I’ve beaten the game once, I am halfway through a second replay, and I expect to be enjoying my time with this game for many months to come. Shogun 2 is designed so well there are many themes and approaches you can take with your campaign. You can play as several different clans. On their face, they are similar, enjoying only slight bonuses. However, in practice, each is a very different game. The geography of your regions, your resources, your neighbors and political situation, your contact or lack thereof with European traders and the encroachment of Christianity, your distance from Kyoto or isolation on a separate island make for tremendous strategic differences. In addition, how you approach the game can be wonderfully varied.

That first play-through, I picked a clan with bonuses for peasant soldiers, and played very aggressively as a daimyo intent on unifying Japan under his rule at any cost. Huge mobs of easily panicked spearmen and archers were my mainstay, and professional samurai and gun equipped enemies my dread. Taking a castle with troops whose morale wavers merely at the sight of the walls was a fun challenge.

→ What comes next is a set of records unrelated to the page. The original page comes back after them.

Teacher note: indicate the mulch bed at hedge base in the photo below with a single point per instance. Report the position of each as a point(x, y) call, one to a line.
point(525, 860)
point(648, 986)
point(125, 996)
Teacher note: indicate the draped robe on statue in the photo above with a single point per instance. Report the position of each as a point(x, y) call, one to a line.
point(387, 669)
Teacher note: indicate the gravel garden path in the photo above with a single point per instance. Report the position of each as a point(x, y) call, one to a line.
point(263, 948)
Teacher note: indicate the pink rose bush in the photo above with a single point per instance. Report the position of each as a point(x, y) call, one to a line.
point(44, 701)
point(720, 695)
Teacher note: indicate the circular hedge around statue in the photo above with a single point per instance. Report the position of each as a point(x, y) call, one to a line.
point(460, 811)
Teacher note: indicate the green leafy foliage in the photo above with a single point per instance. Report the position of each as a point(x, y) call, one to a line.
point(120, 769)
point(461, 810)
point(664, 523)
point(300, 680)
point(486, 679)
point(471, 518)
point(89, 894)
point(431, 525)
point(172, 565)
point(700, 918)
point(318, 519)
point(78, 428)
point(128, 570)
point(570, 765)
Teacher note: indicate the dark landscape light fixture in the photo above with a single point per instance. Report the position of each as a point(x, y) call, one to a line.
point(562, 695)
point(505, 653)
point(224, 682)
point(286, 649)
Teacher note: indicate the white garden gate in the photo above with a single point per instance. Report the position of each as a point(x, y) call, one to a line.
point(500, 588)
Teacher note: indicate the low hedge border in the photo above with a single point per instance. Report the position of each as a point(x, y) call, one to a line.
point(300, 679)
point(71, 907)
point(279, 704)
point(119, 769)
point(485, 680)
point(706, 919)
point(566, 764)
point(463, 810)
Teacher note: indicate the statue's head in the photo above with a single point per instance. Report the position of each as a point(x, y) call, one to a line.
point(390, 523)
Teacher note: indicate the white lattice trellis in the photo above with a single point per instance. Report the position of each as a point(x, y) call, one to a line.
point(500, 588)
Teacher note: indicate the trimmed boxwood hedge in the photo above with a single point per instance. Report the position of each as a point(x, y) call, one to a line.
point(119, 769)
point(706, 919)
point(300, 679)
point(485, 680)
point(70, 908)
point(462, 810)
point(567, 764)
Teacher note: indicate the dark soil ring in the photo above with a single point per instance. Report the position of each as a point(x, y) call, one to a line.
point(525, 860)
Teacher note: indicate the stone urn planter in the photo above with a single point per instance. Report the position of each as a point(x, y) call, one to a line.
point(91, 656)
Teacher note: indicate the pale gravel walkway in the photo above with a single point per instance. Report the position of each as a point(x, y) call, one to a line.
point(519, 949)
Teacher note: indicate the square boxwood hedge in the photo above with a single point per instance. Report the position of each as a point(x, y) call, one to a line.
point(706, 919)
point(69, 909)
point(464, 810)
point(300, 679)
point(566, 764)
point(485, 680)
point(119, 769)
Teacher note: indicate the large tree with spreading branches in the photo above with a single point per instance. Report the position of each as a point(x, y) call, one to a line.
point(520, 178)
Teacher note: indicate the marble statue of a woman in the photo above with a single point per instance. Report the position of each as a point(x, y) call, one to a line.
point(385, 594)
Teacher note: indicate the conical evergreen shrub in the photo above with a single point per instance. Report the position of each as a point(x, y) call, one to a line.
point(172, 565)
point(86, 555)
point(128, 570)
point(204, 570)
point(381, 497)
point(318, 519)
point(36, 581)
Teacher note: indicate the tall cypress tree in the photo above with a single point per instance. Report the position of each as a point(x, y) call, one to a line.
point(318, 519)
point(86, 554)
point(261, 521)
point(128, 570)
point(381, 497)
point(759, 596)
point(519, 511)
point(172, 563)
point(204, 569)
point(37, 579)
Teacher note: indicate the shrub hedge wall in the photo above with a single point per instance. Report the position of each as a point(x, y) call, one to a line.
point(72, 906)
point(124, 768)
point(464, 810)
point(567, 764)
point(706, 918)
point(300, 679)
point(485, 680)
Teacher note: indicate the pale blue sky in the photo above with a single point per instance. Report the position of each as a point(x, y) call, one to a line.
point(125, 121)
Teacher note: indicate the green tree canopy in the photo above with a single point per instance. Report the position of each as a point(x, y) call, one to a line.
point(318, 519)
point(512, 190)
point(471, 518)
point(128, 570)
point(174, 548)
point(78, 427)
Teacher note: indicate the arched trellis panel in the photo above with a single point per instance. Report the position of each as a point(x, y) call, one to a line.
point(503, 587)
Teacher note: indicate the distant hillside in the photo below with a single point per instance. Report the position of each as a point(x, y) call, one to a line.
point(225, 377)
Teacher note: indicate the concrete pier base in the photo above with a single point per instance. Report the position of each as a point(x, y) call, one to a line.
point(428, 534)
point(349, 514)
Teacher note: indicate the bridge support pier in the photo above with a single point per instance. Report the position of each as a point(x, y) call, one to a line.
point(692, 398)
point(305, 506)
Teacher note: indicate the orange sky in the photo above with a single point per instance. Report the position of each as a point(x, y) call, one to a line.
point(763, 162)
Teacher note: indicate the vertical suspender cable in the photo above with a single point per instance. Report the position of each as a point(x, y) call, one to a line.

My second play-through, I decided to play a very traditional warlord who would be conservative and peaceful. I chose a clan whose strengths lie in their Samurai troops. I only fought wars declared on me and accepted peace treaties when offered. I developed my lands, crushed rebellions, established trade with China and other clans, and developed my Clans lands and castles.

The battles are completely different. Having a unit you can count on, in heavy armor, who instills fear in their opponents is much different from leading an army of countless peons. I purposefully ignored the time limit so far, and am not playing to win. I am playing the way I would rule, benevolently, with an eye towards preserving my culture, traditions, clan honor and values. I have only 7 provinces under my banner in the time it took me to conquer all of Japan before, but I’m having a blast playing this way.

The next campaign, I am going to turn on Drop-In battles, which allows a real person to control the enemies in every battle you play in your single player campaign. That should be a nice challenge, as the battle AI is excellent, but I have found several exploitable behaviors already. Besides, a human player is unpredictable and far more dangerous. I wonder how I will fare.